An automatic block valve station is installed upstream of the Marine Terminal. The station is closed only if the shutdown procedure is initiated automatically by the closure of the Marine Terminal.
A scheduled shutdown is based on an operational strategy of maintaining the en-tire pipeline system above the liquid vapor pressure, while keeping pressure transients to a minimum. This strategy should result in high discharge pressure and a suction pressure greater than the vapor pressure due to static pressure in uphill segments.
Figure 5-9 shows the MAOP and elevation profile as well as pressure profile from PS-4 to PRS-2, when the pipeline sections are shut-in. Note that the PS4 downstream pressure is set at 12,000 kPag to keep the peak point pressure about 750 kPag and that downstream pressure at PRS-1 is kept low to avoid any MAOP violation in the down-stream section.
The pressure profiles for very low and high flow rates are shown in Figure 5-10, in which the PS4 discharge pressure range is very narrow, less than 3000 kPa, and the upstream pressure at PRS-2 for a low flow rate is much higher than that for a high flow rate. These are the consequences of the fact that the static pressure changes are signifi-cant for low flow rates, while the frictional pressure drops are small.

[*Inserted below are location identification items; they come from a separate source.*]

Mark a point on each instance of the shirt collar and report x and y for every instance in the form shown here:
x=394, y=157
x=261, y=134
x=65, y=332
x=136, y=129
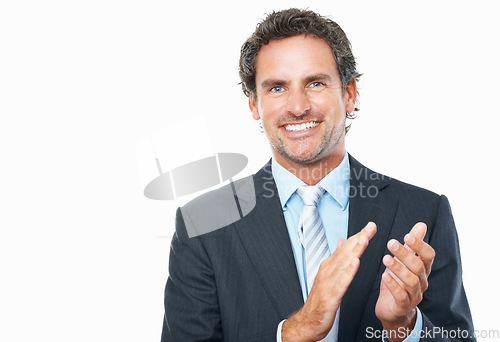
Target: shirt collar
x=336, y=183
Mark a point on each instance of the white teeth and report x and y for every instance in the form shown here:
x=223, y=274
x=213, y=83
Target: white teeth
x=301, y=127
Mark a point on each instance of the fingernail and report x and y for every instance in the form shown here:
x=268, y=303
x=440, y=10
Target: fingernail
x=388, y=260
x=393, y=245
x=410, y=239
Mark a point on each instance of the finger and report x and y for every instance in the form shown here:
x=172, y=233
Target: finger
x=399, y=294
x=419, y=230
x=407, y=259
x=369, y=230
x=424, y=251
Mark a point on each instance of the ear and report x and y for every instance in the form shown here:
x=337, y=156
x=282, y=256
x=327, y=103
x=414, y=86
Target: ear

Pipeline sections downstream of the pump stations are protected by the maxi-mum station discharge pressure control system such as PSVs and the independent maximum pump pressure shutdown system, thus meeting ASME B31.4 requirements. Main line block valves are seldom closed in a scheduled shutdown because the MAOP is increased with larger pipe wall thicknesses where static pressure increase is high.